Tajima Hiroyuki: Small Garden (Shōwa period, dated 1967)

In traditional Japanese aesthetics, wabi-sabi (
侘寂) is a worldview centered on the acceptance of transience and imperfection. The aesthetic is sometimes described as one of appreciating beauty that is "imperfect, impermanent, and incomplete" in nature. It is prevalent in many forms of Japanese art. -Wikipedia

" … a universal rule insisting upon less than perfection …"

Every gardener should maintain a Wabi-Sabi Corner, a corner deliberately unfinished, overgrown, and messy compared to the rest of the place. This practice helps keep the universe in balance, for this universe seems insistent upon maintaining a certain volume of unbridled messiness.

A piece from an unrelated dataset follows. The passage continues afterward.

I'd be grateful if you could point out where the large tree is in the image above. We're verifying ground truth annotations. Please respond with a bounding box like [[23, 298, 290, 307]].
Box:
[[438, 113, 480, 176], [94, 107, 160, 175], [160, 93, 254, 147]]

Perfection might be its sworn enemy. Even the most famed gardens in the world feature one of these corners, though it might take some searching for a visitor to find them. They are never showcased, but they do exist. Even here, in The Villa Vatta Schmaltz Gardens, I scrupulously maintain an unmaintained corner of the yard. The Muse complains that this corner embarrasses her since it has traditionally been a corner everyone who passes can see. It's that edge just beyond the reach of every sprinkler, that corner not on my usual rounds. I've let the wildness take charge there, and the universe remains balanced. You're welcome!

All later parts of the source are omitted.